« Ô drapeau de Wagram ! ô pays de Voltaire !
Puissance, liberté, vieil honneur militaire,
Principes, droits, pensée, ils font en ce
moment
De toute cette gloire un vaste abaissement.
»
Victor Hugo, Les Châtiments.
Il y a quelques jours, Laurent
Pinsolle publiait un article sur l’état actuel de la Libye et les
conséquences du droit d’ingérence. C’est également l’occasion de se remémorer
un autre territoire, complètement oublié des médias : la
Bosnie-Herzégovine.
Un pays à la dérive
En 1995, les accords de Dayton
mettent fin (provisoirement : 4 ans plus tard aura lieu la guerre du
Kosovo) à la guerre issue de la dislocation de l’ex-Yougoslavie. Ils instituent
de fait un Etat pluriethnique, composé d’une fédération d’Etat, eux-mêmes basés
sur l’homogénéité ethnique. Ces mêmes accords instituent de manière transitoire
un poste de Haut représentant en Bosnie-Herzégovine, placé sous l’autorité du
Conseil de sécurité des Nations Unies. Sauf que presque 20 ans plus tard, la
« transition » perdure et la fonction de Haut représentant est
toujours en place. Celui-ci a même, en violation des accords initiaux,
considérablement accru ses pouvoirs puisqu’il cumule l’ensemble des
prérogatives exécutives, se transformant de facto en techno-autocrate. Il peut
ainsi annuler n’importe quelle décision prise par les instances politiques
bosniennes ou imposer les siennes. Ce dont il ne se prive pas. Le
« Prince » a ainsi, unilatéralement, décidé de la mise en place de
plaques d’immatriculation communes, d’un passeport unique, d’une monnaie
alignée sur l’Euro, d’une loi sur la citoyenneté, des couleurs du drapeau ou
encore de révocations de plusieurs responsables locaux pourtant
démocratiquement élus. La guerre menée au nom du droit des peuples à disposer
d’eux-mêmes a donc, paradoxalement, accouchée d’un régime politique (ou plutôt
apolitique, puisque pris étymologiquement le mot « politique » n’a
ici plus de sens) complètement autocratique, soumis au fait du
« Prince », sorte de « bien aimé leader » de la communauté
internationale, étranger au pays de surcroit (le titulaire actuel, Valentin
Inzko, est autrichien ; son prédécesseur, Miroslav Lajcak était slovaque).
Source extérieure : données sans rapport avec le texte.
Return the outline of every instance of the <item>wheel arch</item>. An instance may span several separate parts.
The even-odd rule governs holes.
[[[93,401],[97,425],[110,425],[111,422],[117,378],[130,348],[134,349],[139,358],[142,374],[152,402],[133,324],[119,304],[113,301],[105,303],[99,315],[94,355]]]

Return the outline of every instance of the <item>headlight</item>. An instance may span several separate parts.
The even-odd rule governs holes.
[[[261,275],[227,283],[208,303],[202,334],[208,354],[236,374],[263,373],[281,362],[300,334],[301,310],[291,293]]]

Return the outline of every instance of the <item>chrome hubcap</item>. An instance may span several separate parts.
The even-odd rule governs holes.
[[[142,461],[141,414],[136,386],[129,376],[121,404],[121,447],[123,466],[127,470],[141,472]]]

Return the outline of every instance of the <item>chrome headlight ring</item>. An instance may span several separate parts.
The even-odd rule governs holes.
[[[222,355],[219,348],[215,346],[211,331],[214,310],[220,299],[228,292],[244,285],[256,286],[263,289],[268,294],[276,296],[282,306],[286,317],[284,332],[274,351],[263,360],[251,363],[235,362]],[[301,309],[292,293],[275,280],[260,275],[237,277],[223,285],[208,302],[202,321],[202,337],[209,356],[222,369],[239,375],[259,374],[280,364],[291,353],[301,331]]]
A côté de cela, la Russie de Vladimir Poutine passe pour une douce démocratie.
Par ailleurs, la terre d’origine
de Zlatan Ibrahimovic reste soumise à de très fortes tensions, pas seulement
ethniques (les Serbes réclament toujours leur rattachement à la Serbie voisine
et les nationalistes croates sont en constante progression) mais aussi sociales :
dans l’indifférence presque complète de nos médias nationaux des
manifestations, parfois très violentes et durement réprimées, se succèdent
depuis le début de l’année. Le système électoral mis en place est foncièrement
discriminatoire puisqu’il contraint les candidats à déclarer leur appartenance
ethnique (bosniaque, croate ou serbe), au point d’en attirer les foudres de la
Cour européenne des Droits de l’Homme[i]. Le chômage
demeure très élevé (27%
en 2013) et la corruption endémique, seules les perfusions financières de
l’Union européenne et du FMI évitent probablement l’effondrement.
Presque 20 ans après, l’échec de
la « communauté internationale » est patent.